The evolution of the tobacco industry
It’s no secret that cigarettes are addictive. And this has been a crucial advantage for firms like British American, which have been able to systematically increase prices in the face of falling volumes as consumers have steadily become more health-conscious.
That’s paved the way for impressive free cash flow generation. Sadly the share price has struggled to gain momentum as investors becoming increasingly more focused on ESG factors. But that’s also led to the stock now paying close to a 10% dividend yield – one of the highest in the FTSE 100.
So, despite being unpopular, is this secretly a gold mine for income investors? For the time being, that certainly seems to be the case. But zooming out to the long run, some uncertainty starts to creep in.
With regulatory restrictions becoming increasingly harder to comply with, the future of the cigarette industry looks bleak, at least in its current form. That’s why British American Tobacco has already been investing heavily in new non-cigarette product lines, such as vaping devices and heated tobacco.
These products are expected to become the dominant generator of revenue for this enterprise within the next decade. But whether they can produce the same level of cash flow as cigarettes currently do, is still unclear. Should the company fail in its transition, the group’s long dividend track record may finally come to an end.
Electricity demand is rising
National Grid is considered to be one of the safest dividend shares in the UK by many investors. And it’s not difficult to see why. Operating in a legal monopoly, the firm has next to no competition, making everyone in Britain dependent on its infrastructure.
The group is obviously subject to regulator oversight to prevent abuse. But even with these restrictions, it’s a highly cash generative business with strong demand. That’s how it’s managed to hike its dividend every year since 1996. But is it actually as ‘safe’ as many investors believe?
Building and maintaining national energy infrastructure isn’t cheap. And it subsequently caused the group to rack up an exceptional amount of debt — £42.99bn, to be precise. By comparison, the firm’s market capitalisation only stands at £38.7bn. And this leverage-heavy capital structure could prove quite problematic in the face of higher interest rates.

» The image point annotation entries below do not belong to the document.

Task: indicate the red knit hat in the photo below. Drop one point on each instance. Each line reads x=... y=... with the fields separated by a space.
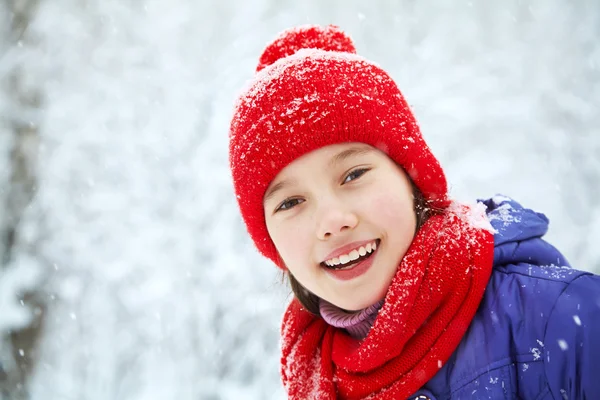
x=311 y=90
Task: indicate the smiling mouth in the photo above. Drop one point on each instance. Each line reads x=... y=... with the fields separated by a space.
x=352 y=263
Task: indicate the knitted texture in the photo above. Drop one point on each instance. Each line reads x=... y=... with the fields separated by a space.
x=311 y=91
x=356 y=323
x=427 y=310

As higher interest expenses gobble up more cash flow and regulatory pricing restrictions prevent cost mitigation, the sustainability of its dividend could be questioned.
The bottom line
At the end of the day earning the title of Dividend Aristocrat is an impressive feat that not many businesses achieve. However, like any investment, even these safe-looking income opportunities carry risks. And investors need to carefully inspect whether they’re risks worth taking.